Yes, and I like to let you know our experiences we also made with the multikarl installation. Setting the haproxy to one request per backend instance works best most of the time, but there is a nasty side effect:
haproxy triggers test requests to prove, whether the backends are still running. If there raises a situation where all backends are in use for long running requests haproxy is not able to prove the backends any longer, starts thinking they are broken and kicks them out of the pool. This way there are no usable backends any longer and haproxy serves 503 error messages.

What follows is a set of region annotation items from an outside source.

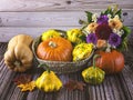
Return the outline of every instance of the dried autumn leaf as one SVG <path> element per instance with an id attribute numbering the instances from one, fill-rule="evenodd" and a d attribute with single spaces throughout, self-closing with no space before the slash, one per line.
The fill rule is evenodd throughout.
<path id="1" fill-rule="evenodd" d="M 20 74 L 13 79 L 13 82 L 16 84 L 24 84 L 31 81 L 30 74 Z"/>
<path id="2" fill-rule="evenodd" d="M 32 91 L 35 88 L 35 81 L 30 81 L 25 84 L 19 84 L 19 88 L 21 88 L 21 91 Z"/>
<path id="3" fill-rule="evenodd" d="M 76 81 L 76 80 L 69 80 L 66 83 L 64 83 L 64 87 L 72 91 L 72 90 L 83 90 L 83 87 L 85 87 L 85 83 L 82 81 Z"/>

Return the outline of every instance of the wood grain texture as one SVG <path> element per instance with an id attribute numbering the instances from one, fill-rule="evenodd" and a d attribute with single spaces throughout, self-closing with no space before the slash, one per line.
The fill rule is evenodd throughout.
<path id="1" fill-rule="evenodd" d="M 123 9 L 133 9 L 132 0 L 0 0 L 0 11 L 79 11 L 105 9 L 114 3 Z"/>
<path id="2" fill-rule="evenodd" d="M 92 10 L 99 13 L 100 10 Z M 133 10 L 123 10 L 125 26 L 133 26 Z M 79 20 L 86 20 L 84 11 L 53 12 L 0 12 L 0 27 L 63 27 L 80 26 Z"/>
<path id="3" fill-rule="evenodd" d="M 4 53 L 7 43 L 0 44 L 0 52 Z M 125 66 L 117 74 L 105 76 L 103 83 L 91 86 L 86 83 L 84 91 L 69 91 L 64 87 L 59 92 L 45 93 L 39 89 L 32 92 L 21 92 L 13 83 L 13 79 L 21 73 L 8 69 L 3 60 L 0 60 L 0 100 L 133 100 L 133 67 Z M 127 60 L 127 59 L 125 59 Z M 29 70 L 32 80 L 35 80 L 43 70 L 37 69 L 37 61 L 33 61 L 33 69 Z M 63 83 L 70 79 L 83 81 L 81 72 L 58 74 Z"/>

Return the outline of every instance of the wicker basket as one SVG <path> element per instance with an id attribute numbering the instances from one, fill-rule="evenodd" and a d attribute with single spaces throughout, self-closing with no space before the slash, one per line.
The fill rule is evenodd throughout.
<path id="1" fill-rule="evenodd" d="M 37 53 L 35 53 L 35 51 L 37 51 L 35 49 L 40 42 L 41 42 L 41 37 L 38 37 L 37 39 L 34 39 L 34 41 L 32 43 L 32 51 L 35 56 L 35 59 L 39 61 L 39 63 L 45 63 L 47 66 L 49 66 L 49 68 L 57 73 L 76 72 L 76 71 L 84 69 L 94 53 L 94 51 L 92 51 L 92 53 L 89 58 L 86 58 L 82 61 L 78 61 L 78 62 L 41 60 L 37 57 Z"/>

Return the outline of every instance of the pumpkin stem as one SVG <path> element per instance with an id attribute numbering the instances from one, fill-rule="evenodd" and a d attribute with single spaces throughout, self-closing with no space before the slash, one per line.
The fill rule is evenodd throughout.
<path id="1" fill-rule="evenodd" d="M 13 63 L 16 67 L 20 67 L 21 66 L 21 62 L 16 60 L 14 63 Z"/>
<path id="2" fill-rule="evenodd" d="M 93 67 L 95 68 L 95 59 L 96 58 L 100 58 L 101 56 L 100 54 L 94 54 L 94 57 L 93 57 Z"/>
<path id="3" fill-rule="evenodd" d="M 50 42 L 49 42 L 49 46 L 50 46 L 51 48 L 55 48 L 55 47 L 57 47 L 57 43 L 53 42 L 53 41 L 50 41 Z"/>
<path id="4" fill-rule="evenodd" d="M 45 63 L 40 63 L 39 66 L 38 66 L 38 68 L 40 68 L 40 67 L 43 67 L 44 69 L 47 69 L 47 71 L 50 73 L 50 68 L 49 68 L 49 66 L 48 64 L 45 64 Z"/>

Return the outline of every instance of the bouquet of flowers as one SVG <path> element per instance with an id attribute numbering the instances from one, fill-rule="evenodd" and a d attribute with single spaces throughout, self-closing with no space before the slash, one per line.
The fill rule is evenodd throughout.
<path id="1" fill-rule="evenodd" d="M 92 42 L 98 49 L 105 51 L 111 49 L 127 49 L 127 36 L 131 33 L 130 28 L 123 24 L 122 10 L 117 6 L 110 6 L 100 16 L 86 12 L 88 22 L 80 20 L 84 24 L 83 33 L 86 36 L 86 42 Z"/>

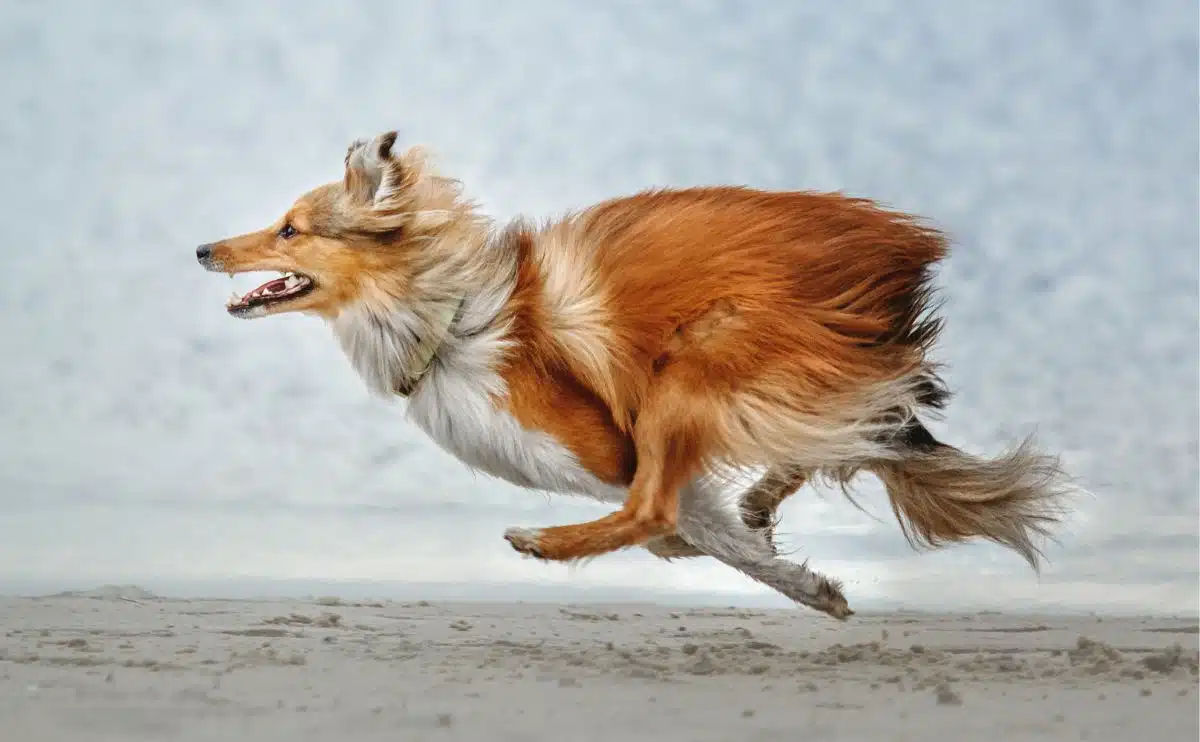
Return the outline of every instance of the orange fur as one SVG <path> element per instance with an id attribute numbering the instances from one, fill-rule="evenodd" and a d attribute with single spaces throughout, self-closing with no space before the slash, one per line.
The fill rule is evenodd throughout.
<path id="1" fill-rule="evenodd" d="M 844 617 L 835 582 L 799 568 L 805 587 L 790 592 L 754 533 L 810 475 L 870 469 L 916 540 L 982 535 L 1036 563 L 1028 534 L 1051 519 L 1057 469 L 971 459 L 917 419 L 948 397 L 928 359 L 938 231 L 839 193 L 725 186 L 497 231 L 424 152 L 395 143 L 355 142 L 341 181 L 199 257 L 307 277 L 253 316 L 326 318 L 371 387 L 412 394 L 422 427 L 468 463 L 624 492 L 595 521 L 515 529 L 520 551 L 713 553 Z M 701 481 L 755 467 L 767 475 L 743 496 L 746 531 L 704 510 Z"/>

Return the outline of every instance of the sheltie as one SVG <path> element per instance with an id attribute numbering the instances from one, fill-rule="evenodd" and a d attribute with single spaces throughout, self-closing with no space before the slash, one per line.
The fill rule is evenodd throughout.
<path id="1" fill-rule="evenodd" d="M 464 465 L 614 508 L 510 528 L 515 550 L 712 556 L 845 618 L 839 581 L 776 552 L 775 511 L 814 477 L 845 489 L 865 471 L 914 549 L 978 537 L 1038 569 L 1034 540 L 1063 513 L 1057 459 L 1028 438 L 977 457 L 922 424 L 950 396 L 929 359 L 938 229 L 840 193 L 733 186 L 497 225 L 396 140 L 355 140 L 341 180 L 197 258 L 282 273 L 228 312 L 323 318 L 367 388 L 407 397 Z"/>

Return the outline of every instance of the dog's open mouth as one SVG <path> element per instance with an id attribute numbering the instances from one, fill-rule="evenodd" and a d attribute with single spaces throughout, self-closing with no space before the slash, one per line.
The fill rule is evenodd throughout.
<path id="1" fill-rule="evenodd" d="M 282 277 L 268 281 L 246 295 L 239 297 L 234 293 L 226 303 L 226 310 L 230 315 L 245 315 L 260 306 L 298 299 L 311 292 L 314 286 L 313 280 L 304 274 L 283 274 Z"/>

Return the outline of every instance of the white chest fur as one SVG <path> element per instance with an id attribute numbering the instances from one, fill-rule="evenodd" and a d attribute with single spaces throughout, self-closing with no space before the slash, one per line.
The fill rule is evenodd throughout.
<path id="1" fill-rule="evenodd" d="M 410 322 L 410 315 L 370 322 L 346 316 L 335 324 L 350 363 L 377 393 L 388 390 L 389 365 L 407 355 L 404 321 Z M 496 406 L 493 400 L 505 394 L 504 379 L 494 371 L 505 348 L 503 335 L 500 328 L 486 328 L 449 339 L 408 399 L 409 419 L 473 469 L 522 487 L 623 502 L 623 487 L 600 481 L 553 436 L 522 427 Z"/>
<path id="2" fill-rule="evenodd" d="M 497 409 L 488 391 L 502 383 L 494 376 L 439 367 L 409 399 L 409 418 L 474 469 L 523 487 L 624 499 L 623 489 L 596 479 L 552 436 L 526 430 L 508 411 Z"/>

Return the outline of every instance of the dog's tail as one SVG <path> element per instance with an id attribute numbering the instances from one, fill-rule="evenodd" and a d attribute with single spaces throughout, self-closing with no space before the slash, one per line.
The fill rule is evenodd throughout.
<path id="1" fill-rule="evenodd" d="M 1052 538 L 1070 490 L 1056 457 L 1032 438 L 996 459 L 947 445 L 920 423 L 901 433 L 910 455 L 871 467 L 887 487 L 892 510 L 913 547 L 937 547 L 982 537 L 1016 551 L 1039 569 L 1034 537 Z"/>

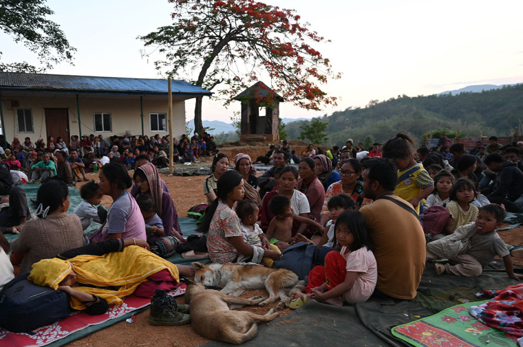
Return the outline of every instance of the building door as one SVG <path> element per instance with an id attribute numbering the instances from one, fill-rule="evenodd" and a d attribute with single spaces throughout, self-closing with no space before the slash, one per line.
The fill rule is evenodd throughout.
<path id="1" fill-rule="evenodd" d="M 47 143 L 50 136 L 63 137 L 66 144 L 69 144 L 69 111 L 67 109 L 45 109 L 45 126 L 47 136 L 45 142 Z"/>

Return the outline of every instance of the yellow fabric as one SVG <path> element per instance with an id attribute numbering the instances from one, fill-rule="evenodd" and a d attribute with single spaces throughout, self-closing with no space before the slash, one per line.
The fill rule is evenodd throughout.
<path id="1" fill-rule="evenodd" d="M 464 211 L 458 201 L 450 201 L 447 205 L 447 210 L 450 212 L 452 217 L 452 230 L 454 231 L 460 227 L 474 223 L 478 218 L 479 209 L 471 203 L 469 204 L 469 210 Z"/>
<path id="2" fill-rule="evenodd" d="M 61 259 L 43 259 L 32 265 L 28 279 L 39 286 L 58 289 L 58 284 L 71 272 L 71 263 Z"/>
<path id="3" fill-rule="evenodd" d="M 278 252 L 278 254 L 281 254 L 281 251 L 279 250 L 279 248 L 278 248 L 278 246 L 276 245 L 270 245 L 270 249 L 272 251 L 276 251 Z M 269 267 L 273 267 L 273 263 L 274 263 L 274 260 L 268 257 L 264 257 L 263 258 L 264 262 L 265 262 L 265 265 L 267 265 Z"/>
<path id="4" fill-rule="evenodd" d="M 41 265 L 42 262 L 45 262 Z M 50 287 L 54 283 L 59 283 L 65 277 L 63 271 L 61 271 L 63 269 L 61 265 L 63 262 L 56 258 L 41 260 L 34 265 L 30 279 L 40 285 Z M 74 289 L 103 298 L 109 304 L 121 304 L 122 299 L 132 294 L 140 283 L 163 269 L 168 270 L 173 280 L 178 281 L 180 278 L 178 269 L 174 264 L 138 246 L 126 247 L 123 251 L 109 253 L 103 256 L 78 256 L 70 259 L 69 262 L 72 265 L 76 275 L 76 282 L 79 284 Z M 35 271 L 35 266 L 38 270 Z M 42 273 L 41 269 L 45 269 L 45 274 Z M 68 273 L 66 272 L 65 276 Z M 60 278 L 61 280 L 58 280 Z M 81 287 L 82 284 L 119 288 L 118 290 L 103 289 Z M 71 298 L 71 307 L 77 310 L 85 308 L 74 298 Z"/>
<path id="5" fill-rule="evenodd" d="M 427 186 L 430 186 L 430 181 L 431 181 L 428 172 L 425 168 L 423 168 L 423 166 L 420 164 L 411 166 L 405 170 L 398 170 L 398 178 L 414 166 L 418 167 L 418 170 L 410 174 L 407 179 L 404 179 L 398 183 L 394 190 L 394 194 L 396 195 L 403 200 L 407 200 L 407 201 L 411 199 L 417 197 L 423 189 L 426 188 Z M 425 200 L 423 200 L 420 202 L 425 202 Z M 419 214 L 420 203 L 418 204 L 415 210 L 418 214 Z"/>

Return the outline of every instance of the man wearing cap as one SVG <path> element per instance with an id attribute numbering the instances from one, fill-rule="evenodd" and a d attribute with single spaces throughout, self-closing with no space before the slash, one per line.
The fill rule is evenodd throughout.
<path id="1" fill-rule="evenodd" d="M 83 148 L 89 148 L 89 152 L 94 152 L 93 144 L 89 141 L 89 136 L 87 135 L 82 135 L 82 140 L 80 142 L 80 148 L 82 151 L 83 151 Z"/>
<path id="2" fill-rule="evenodd" d="M 31 175 L 31 181 L 43 181 L 45 179 L 56 175 L 56 166 L 54 161 L 50 160 L 51 155 L 45 153 L 42 155 L 42 161 L 31 166 L 33 170 Z"/>
<path id="3" fill-rule="evenodd" d="M 31 166 L 36 162 L 36 153 L 35 151 L 30 152 L 28 157 L 23 161 L 21 170 L 28 176 L 31 175 Z"/>
<path id="4" fill-rule="evenodd" d="M 276 186 L 276 181 L 274 179 L 274 170 L 276 168 L 283 168 L 287 164 L 288 157 L 287 153 L 283 150 L 275 151 L 273 159 L 273 166 L 264 172 L 264 175 L 258 177 L 258 187 L 259 187 L 259 197 L 263 199 L 267 192 L 270 192 Z"/>
<path id="5" fill-rule="evenodd" d="M 347 141 L 345 143 L 345 148 L 349 152 L 350 152 L 351 155 L 353 158 L 356 158 L 356 155 L 358 153 L 358 151 L 356 150 L 356 148 L 352 147 L 352 144 L 354 144 L 354 142 L 352 140 L 352 139 L 348 139 Z"/>
<path id="6" fill-rule="evenodd" d="M 78 180 L 80 181 L 80 176 L 78 174 L 82 175 L 82 177 L 85 182 L 89 181 L 85 177 L 85 164 L 83 164 L 82 159 L 78 156 L 78 152 L 76 150 L 71 150 L 69 153 L 69 157 L 67 161 L 71 165 L 71 170 L 73 172 L 73 178 L 78 177 Z"/>
<path id="7" fill-rule="evenodd" d="M 61 150 L 56 152 L 57 174 L 56 177 L 67 183 L 68 186 L 73 184 L 73 172 L 71 170 L 71 164 L 65 160 L 65 153 Z"/>

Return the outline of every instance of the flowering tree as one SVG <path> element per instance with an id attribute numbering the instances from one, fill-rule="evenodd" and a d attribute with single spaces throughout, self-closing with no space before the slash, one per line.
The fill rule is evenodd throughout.
<path id="1" fill-rule="evenodd" d="M 307 109 L 335 104 L 319 87 L 339 76 L 329 60 L 309 43 L 324 41 L 292 10 L 254 0 L 169 0 L 174 23 L 140 38 L 166 54 L 156 69 L 212 90 L 227 101 L 268 75 L 272 87 L 287 101 Z M 191 78 L 198 71 L 198 77 Z M 195 128 L 202 126 L 202 99 L 196 100 Z"/>
<path id="2" fill-rule="evenodd" d="M 43 72 L 63 60 L 72 63 L 76 49 L 70 45 L 60 25 L 47 19 L 54 12 L 45 3 L 45 0 L 0 0 L 0 31 L 23 43 L 43 65 L 39 69 L 25 62 L 0 63 L 0 71 Z"/>

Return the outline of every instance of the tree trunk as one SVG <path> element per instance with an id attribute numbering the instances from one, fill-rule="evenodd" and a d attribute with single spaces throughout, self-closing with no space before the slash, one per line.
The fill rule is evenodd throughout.
<path id="1" fill-rule="evenodd" d="M 202 104 L 203 97 L 196 97 L 196 104 L 194 106 L 194 131 L 201 136 L 203 135 L 204 126 L 202 124 Z M 192 134 L 187 134 L 189 138 L 191 137 Z"/>

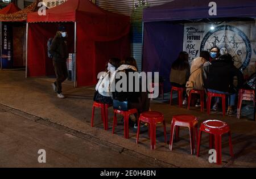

To solve the situation for multikarl we increased the parallel requests again. The idea is that, even if there are a few long running requests, Karl should be able to answer the haproxy test requests and also some smaller requests reaching from the outside. For the moment we have proper results with the following settings:
haproxy:
maxconn 5
Karl:
threadpool_workers = 10
threadpool_
I hope that our experiences also helps for the OSF Karl setup.
""""
Changed in karl3: | |
status: | Confirmed → Won't Fix |
The reason we have threadpool_workers set to 1 is to reduce the amount of memory consumed by the appserver. For each new thread we add, an in-memory ZODB cache is kept. We only want one cache to be kept. We definitely don't want 10 caches to be kept. We might be able to bump threadpool_workers to 2 or something, although that'd be not-ideal. The OSF Karl instance has a lot more content than the multikarl setup, and therefore has a lot more that it needs to keep in cache, so it's important that we try to reduce memory usage. We could also maybe instruct HAProxy to consider an appserver "still up" even if the ping request takes a long time. That'd probably be the sanest thing here, although I don't know how to do that.